Wash was possibly a pharaoh from the Predynastic Period in Ancient Egypt, approximately 5,000 years ago. As Wash is known only through his appearance as a captive of the pharaoh Narmer on the eponymous palette, his existence is contested.

==Background==
Wash's historical existence is uncertain. The siltstone object on which he appears was discovered by British archeologists James E. Quibell and Frederick W. Green. They excavated the pallet during their 1897–98 dig season at the Temple of Horus at Nekhen. The reverse of the Palette depicts a kneeling captive, "un-Egyptian in appearance", about to be clubbed by the far larger figure of Narmer. Just as Narmer has a rebus representing his name carved next to him on the front of the palette (a catfish above a chisel), two primitive hieroglyphs appear near the captive. These are small images of a harpoon and a lake. Scholars have considered this harpoon-and-lake rebus as either a representation of the Harpoon nome, a community in the Northwestern Nile Delta next to the Libyan borders, or the captive's personal name. If the latter is the case then the prisoner's name can be read as Wash or Washi.

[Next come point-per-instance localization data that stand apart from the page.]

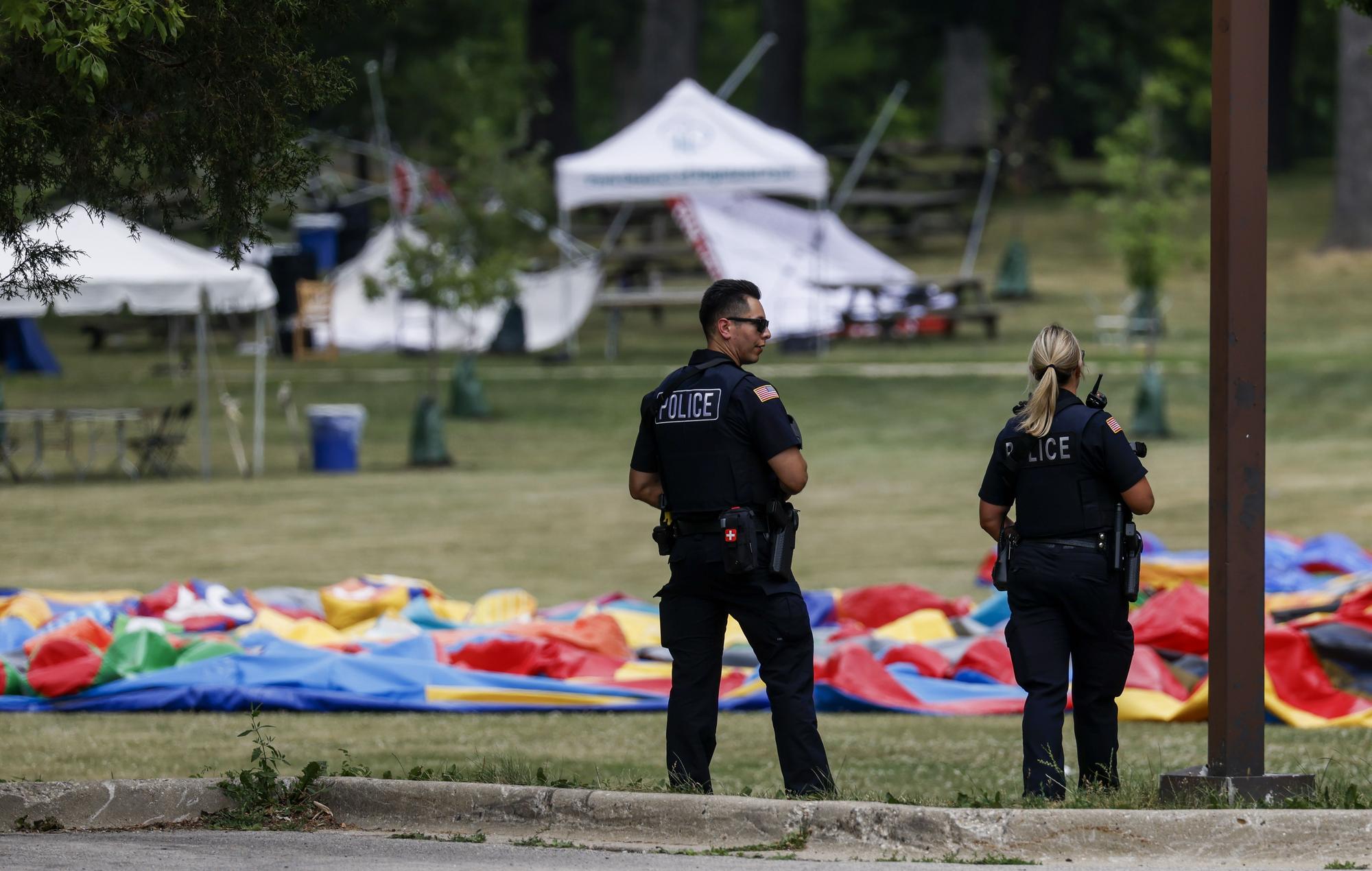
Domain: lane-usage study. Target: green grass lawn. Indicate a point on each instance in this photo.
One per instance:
(539, 499)
(930, 761)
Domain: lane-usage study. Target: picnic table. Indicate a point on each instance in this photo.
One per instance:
(625, 298)
(972, 302)
(134, 441)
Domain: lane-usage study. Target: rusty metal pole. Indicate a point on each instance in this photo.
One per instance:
(1238, 382)
(1238, 404)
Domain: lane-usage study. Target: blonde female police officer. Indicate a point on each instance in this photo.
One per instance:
(718, 440)
(1064, 467)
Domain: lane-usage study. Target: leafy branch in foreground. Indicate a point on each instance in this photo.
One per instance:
(263, 799)
(128, 105)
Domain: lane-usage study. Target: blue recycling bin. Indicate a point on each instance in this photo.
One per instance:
(319, 235)
(335, 436)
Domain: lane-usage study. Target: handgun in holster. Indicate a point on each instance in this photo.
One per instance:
(783, 523)
(665, 533)
(1005, 551)
(1126, 552)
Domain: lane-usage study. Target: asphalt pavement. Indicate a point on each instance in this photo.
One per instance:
(345, 851)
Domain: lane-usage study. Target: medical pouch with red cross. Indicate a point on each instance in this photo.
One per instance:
(740, 533)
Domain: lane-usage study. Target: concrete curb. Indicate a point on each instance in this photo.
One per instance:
(109, 804)
(644, 821)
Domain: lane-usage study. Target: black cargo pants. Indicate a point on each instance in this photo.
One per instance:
(1064, 606)
(695, 611)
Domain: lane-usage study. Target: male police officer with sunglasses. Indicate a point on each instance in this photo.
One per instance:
(718, 455)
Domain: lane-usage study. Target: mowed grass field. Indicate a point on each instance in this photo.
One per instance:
(897, 436)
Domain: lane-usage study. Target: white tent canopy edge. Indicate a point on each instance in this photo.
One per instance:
(154, 275)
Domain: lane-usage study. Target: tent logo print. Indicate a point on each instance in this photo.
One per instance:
(688, 135)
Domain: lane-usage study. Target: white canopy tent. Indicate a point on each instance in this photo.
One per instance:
(555, 305)
(691, 143)
(803, 260)
(154, 275)
(696, 145)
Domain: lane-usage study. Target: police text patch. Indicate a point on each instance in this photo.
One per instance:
(1052, 451)
(689, 407)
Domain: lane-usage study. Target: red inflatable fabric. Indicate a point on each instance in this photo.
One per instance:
(1301, 681)
(545, 658)
(930, 662)
(857, 673)
(86, 630)
(595, 633)
(849, 629)
(1358, 610)
(876, 607)
(64, 666)
(1176, 619)
(1149, 671)
(990, 656)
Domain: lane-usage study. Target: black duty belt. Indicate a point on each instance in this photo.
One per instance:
(698, 527)
(1067, 542)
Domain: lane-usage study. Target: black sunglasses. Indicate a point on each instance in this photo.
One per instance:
(759, 323)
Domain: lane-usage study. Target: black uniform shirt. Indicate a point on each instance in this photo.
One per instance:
(754, 415)
(1105, 451)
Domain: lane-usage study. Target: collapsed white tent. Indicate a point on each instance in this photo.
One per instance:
(152, 275)
(805, 263)
(555, 305)
(691, 143)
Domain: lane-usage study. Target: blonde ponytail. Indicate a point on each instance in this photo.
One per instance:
(1053, 359)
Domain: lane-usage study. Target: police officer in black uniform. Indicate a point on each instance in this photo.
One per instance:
(1065, 467)
(717, 444)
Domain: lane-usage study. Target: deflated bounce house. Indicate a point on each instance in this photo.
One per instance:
(399, 644)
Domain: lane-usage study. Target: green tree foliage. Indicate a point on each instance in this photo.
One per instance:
(191, 110)
(1152, 194)
(492, 230)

If Wash was a historical figure he may have been the last ruler of a Lower Egyptian dynasty based at Buto. Indeed, Narmer's fame rests on being the Upper Egyptian pharaoh to defeat the last Lower Egyptian pharaoh. However, rather than recording this historical event the palette may simply depict an allegory for Narmer's excellence and right of command, with the figure of Wash having been recruited to the task.

Archaeologist Edwin van den Brink argued that another predynastic Lower Egyptian ruler, Hedju Hor, is the figure depicted as Wash. Van den Brink based this argument on the similarities between Hor's own heraldic crest, his serekh, and the carving above Wash on the Narmer palette depicting Horus leading a ship out of papyrus reeds with a rope through the nose of its male figurehead.